The increasing penetration of variable renewable energy sources (vRES), such as wind and solar power plants, requires these technologies to actively contribute to power system operation, namely by providing ancillary services while participating in multiple electricity market products, including day-ahead and balancing markets. In this context, hybrid power plants (HPPs), in which wind and solar PV technologies share a common point of common coupling (Pcc) being managed a single plant, usually offer several economic and technical advantages whith respect to the individual vRES plants, especially if generation complementarity and energy storage systems exist. These include smoother aggregated generation profiles and higher combined capacity factors, as well as the potential to increase the power capacity that can be delivered with a high degree of confidence. As a result, HPPs are a more reliable renewable-based energy source for the power system that is capable of participating effectively in market mechanisms that require guarantee of availability.

This work investigates the power capacity that can be offered with a high level of confidence in balancing markets, by comparing existing traditional wind power plants with newly wind power plants hybridised with PV systems, based on a probabilistic power forecasting tool. Feature-based indicators are also explored to assess whether a dynamic selection of forecast quantiles, for example, as a function of forecast uncertainty or hour of the day, can enable to increase the “firm capacity” that can be traded in markets. Using several case studies in Portugal, the technical and economic metrics are evaluated with open-access market models capable of simulating revenues in both the day-ahead and balancing markets.

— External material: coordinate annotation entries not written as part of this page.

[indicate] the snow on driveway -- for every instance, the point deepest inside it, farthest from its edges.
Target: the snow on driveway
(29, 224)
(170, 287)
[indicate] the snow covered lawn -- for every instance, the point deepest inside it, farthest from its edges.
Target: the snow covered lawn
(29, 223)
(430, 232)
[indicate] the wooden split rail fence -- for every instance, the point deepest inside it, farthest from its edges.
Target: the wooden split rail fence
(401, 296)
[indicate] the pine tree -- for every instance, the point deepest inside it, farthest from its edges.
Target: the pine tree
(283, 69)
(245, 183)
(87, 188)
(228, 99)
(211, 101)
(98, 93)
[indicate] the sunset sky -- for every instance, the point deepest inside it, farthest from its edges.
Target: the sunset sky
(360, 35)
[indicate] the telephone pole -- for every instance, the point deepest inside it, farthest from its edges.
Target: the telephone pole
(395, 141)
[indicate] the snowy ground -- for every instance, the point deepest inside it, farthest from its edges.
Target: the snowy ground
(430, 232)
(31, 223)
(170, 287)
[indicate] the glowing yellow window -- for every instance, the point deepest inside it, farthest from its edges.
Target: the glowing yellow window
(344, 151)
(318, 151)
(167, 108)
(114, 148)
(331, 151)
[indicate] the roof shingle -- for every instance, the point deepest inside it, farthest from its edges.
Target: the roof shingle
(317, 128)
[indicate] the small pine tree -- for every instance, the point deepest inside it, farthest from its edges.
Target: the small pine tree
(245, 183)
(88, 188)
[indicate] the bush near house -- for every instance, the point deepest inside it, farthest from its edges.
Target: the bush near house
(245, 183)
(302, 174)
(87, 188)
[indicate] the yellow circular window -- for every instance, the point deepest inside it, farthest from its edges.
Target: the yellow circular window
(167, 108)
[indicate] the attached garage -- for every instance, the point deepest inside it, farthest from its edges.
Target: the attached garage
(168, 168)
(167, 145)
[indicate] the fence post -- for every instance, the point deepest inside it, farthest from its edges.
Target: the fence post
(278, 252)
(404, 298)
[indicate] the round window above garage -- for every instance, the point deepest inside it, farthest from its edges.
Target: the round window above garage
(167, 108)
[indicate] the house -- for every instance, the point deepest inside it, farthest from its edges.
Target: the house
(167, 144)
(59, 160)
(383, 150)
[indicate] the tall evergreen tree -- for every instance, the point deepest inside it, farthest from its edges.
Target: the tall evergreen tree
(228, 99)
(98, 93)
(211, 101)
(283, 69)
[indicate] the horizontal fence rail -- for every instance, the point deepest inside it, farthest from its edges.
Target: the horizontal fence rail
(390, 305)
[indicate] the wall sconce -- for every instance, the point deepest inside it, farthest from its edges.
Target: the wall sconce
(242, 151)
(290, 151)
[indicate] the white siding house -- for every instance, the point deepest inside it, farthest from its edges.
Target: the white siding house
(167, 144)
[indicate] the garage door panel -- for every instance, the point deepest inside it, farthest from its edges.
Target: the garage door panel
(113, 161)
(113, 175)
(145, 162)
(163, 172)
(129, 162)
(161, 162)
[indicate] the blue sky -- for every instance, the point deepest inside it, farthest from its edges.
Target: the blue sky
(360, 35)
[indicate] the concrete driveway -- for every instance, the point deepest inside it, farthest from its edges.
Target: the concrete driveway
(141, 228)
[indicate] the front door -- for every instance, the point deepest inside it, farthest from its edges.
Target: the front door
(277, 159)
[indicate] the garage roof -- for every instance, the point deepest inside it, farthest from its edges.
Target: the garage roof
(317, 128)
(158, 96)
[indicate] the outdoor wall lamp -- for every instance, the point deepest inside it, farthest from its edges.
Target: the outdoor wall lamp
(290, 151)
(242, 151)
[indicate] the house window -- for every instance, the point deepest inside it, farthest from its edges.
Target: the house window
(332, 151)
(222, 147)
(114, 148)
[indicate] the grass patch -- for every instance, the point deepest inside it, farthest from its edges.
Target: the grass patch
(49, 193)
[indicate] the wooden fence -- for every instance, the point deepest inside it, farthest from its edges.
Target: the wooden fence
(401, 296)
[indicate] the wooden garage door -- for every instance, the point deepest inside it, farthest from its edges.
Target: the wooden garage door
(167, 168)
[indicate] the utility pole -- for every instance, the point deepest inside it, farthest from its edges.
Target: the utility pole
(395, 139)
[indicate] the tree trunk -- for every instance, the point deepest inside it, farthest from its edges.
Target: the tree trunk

Preliminary results show that, although the share of time in which observed production exceeds low forecast quantiles is similar for standalone wind plants and hybrid power plants, the average power available during these periods is significantly higher in hybrid configurations. For the analysed case studies, this increase in available power represents more than 15% of the nominal capacity of the wind power plant. Thus, hybridisation can reliably deliver more capacity using the same Pcc enhancing the value of existing grid assets. As power systems progress towards near 100% renewable penetration, this additional “firm capacity” allows hybrid power plants to contribute more effectively to roles traditionally provided by conventional generation, particularly in balancing markets and ancillary service provision.